A group of scientists have looked into the repair mechanism of the nerve cells and discovered that after a neuron injury the nerve cells undergo a self repair mechanism by means of kinesin-2 protein.
The process was discovered during Melissa Rolls' studies aimed at deciphering the inner workings of dendrites-the part of the neuron that receives information from other cells and from the outside world.
"We already know a lot about axons-the part of the nerve cell that is responsible for sending signals," said Rolls, an assistant professor of biochemistry and molecular biology at Penn State University.
"However, dendrites-the receiving end of nerve cells -- have always been quite mysterious."
Unlike axons, which form large, easily recognizable bundles, dendrites are highly branched and often buried deep in the nervous system, so they have always been harder to visualize and to study. However, Rolls and her team were able to get around these difficulties.
They looked inside dendrites in vivo by using a simple model organism -- the fruit fly-whose nerve cells are similar to human nerve cells. One of the first mysteries they tackled was the layout of what Rolls referred to as intracellular "highways" -- or microtubules.
Unlike many other cells in our bodies, most neurons must last a lifetime. They rely on their key infrastructure-microtubules - - to be extremely well organized, but also to be flexible so that they can be rebuilt in response to injury. Part of that flexibility comes microtubules' ability to grow constantly.

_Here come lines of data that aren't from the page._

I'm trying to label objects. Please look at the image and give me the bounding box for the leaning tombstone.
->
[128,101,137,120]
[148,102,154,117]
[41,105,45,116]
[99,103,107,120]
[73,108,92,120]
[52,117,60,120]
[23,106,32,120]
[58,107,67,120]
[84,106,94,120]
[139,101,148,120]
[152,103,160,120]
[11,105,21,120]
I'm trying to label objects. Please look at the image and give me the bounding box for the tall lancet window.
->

Rolls and her team visualized this growth and realized that there must be a set of proteins controlling just how the highways are laid down at key intersections-or branch points-to keep all the microtubules pointing the same way. They identified the proteins, which include the motor protein kinesin-2, and found that when these proteins were missing the microtubules no longer pointed the same way in dendrites; that is, their polarity became disorganized.
After identifying the set of proteins required to maintain an orderly microtubule infrastructure in dendrites, the team tested whether these proteins play a role in the ability of neurons to respond to injury. Most neurons are irreplaceable, and yet they have an incredible ability to regenerate their missing parts.
As part of this process, the microtubules must flip polarity. In other words, the dendrite highways must be completely rebuilt in the axonal direction.
"When we disabled the flies' ability to produce the kinesin-2 protein, we found that the highways could not be rebuilt correctly, and nerve regeneration failed," Rolls explained.
"Apparently, kinesin-2 is a crucial protein for polarity maintenance and for the ability to set up a new highway system when neurons need to regenerate," Rolls added.
The research will be published in the print edition of the scientific journal Current Biology on 21 December 2010.